Yang termasuk dalam jenis pola candlestick single antara lain:


1. Spinning Top

Sinyal: Bullish atau Bearish tergantung posisi harga Open dan Close pada candle.
Akurasi: Rendah-Moderat.

Ciri khas Spinning Top adalah memiliki dua shadow memanjang di bagian atas dan bawah dengan body yang kecil. Ketidakpastian antara buyer dan seller menjadi fokus utama dalam candle ini. Grafik ini biasanya dianggap netral, karena dalam periode tersebut terjadi kebuntuan. Namun, perlu diperhatikan kapan waktu dari Spinning Top ini muncul. Jika muncul saat uptrend, artinya lebih banyak seller di pasar. Sebaliknya, jumlah buyer yang lebih banyak direpresentasikan oleh Spinning Top yang muncul saat downtrend.

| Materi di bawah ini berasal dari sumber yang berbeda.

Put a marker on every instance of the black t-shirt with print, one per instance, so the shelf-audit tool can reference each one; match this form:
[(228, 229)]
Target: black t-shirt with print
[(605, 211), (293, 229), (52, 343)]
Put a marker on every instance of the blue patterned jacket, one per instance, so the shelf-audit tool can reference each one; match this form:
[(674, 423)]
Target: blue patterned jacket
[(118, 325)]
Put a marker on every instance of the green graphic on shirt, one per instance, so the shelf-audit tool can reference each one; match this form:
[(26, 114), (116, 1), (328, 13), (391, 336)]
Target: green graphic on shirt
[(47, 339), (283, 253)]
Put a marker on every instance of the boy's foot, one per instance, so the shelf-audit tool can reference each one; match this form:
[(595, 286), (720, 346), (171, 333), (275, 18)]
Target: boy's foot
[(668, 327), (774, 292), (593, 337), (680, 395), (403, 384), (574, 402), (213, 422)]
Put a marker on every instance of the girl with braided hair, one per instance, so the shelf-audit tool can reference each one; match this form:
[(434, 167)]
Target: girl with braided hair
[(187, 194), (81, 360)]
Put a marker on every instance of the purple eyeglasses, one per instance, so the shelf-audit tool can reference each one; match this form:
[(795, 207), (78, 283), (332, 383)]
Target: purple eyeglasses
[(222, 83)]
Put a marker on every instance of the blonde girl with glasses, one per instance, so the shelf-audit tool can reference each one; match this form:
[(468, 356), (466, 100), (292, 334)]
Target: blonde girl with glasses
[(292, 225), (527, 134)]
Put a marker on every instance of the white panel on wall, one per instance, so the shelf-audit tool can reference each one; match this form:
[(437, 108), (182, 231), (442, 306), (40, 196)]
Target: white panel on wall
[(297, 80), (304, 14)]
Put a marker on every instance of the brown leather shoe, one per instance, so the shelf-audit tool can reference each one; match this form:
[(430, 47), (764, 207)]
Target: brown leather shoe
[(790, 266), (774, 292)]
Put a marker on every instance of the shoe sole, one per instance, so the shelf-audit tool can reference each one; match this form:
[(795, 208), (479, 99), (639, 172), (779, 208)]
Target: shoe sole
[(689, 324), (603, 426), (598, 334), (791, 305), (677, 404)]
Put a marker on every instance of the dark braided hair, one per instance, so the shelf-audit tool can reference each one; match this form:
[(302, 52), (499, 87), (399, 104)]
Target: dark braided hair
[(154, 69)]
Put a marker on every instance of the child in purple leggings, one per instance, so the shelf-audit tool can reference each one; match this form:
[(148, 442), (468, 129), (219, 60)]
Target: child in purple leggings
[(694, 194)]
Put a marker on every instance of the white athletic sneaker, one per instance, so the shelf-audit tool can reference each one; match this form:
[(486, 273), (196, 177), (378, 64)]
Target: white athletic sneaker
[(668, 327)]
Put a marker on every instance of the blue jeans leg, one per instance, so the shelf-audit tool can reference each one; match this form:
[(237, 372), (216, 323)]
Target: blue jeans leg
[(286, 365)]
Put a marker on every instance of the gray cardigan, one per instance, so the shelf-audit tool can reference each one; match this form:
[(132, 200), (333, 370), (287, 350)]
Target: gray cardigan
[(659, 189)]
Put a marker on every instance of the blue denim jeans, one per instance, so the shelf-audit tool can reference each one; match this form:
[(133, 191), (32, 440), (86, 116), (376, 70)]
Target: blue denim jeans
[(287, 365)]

Pola Candlestick Spinning Top


2. Marubozu

Sinyal: Bullish atau Bearish tergantung posisi harga Open dan Close pada candle.
Akurasi: Tinggi.

Secara harfiah, Marubozu artinya "si kepala botak". Di jenis pola candlestick yang satu ini, kita akan bertemu dengan body candle yang tidak mempunyai shadow, baik atas ataupun bawah. Sehingga hanya terlihat seperti kepala tanpa rambut. Marubozu menunjukkan sinyal pergerakan kuat dari salah satu sisi (buyer atau seller) yang kemungkinan akan berlangsung sampai beberapa periode ke depan. 

Marubozu Bullish dan Bearish


Pada Marubozu Bullish, harga Close selalu lebih tinggi dari Open, dan candle sama sekali tak bersumbu. Sedangkan pada Marubozu Bearish, harga Close selalu lebih rendah dari Open, tanpa sumbu.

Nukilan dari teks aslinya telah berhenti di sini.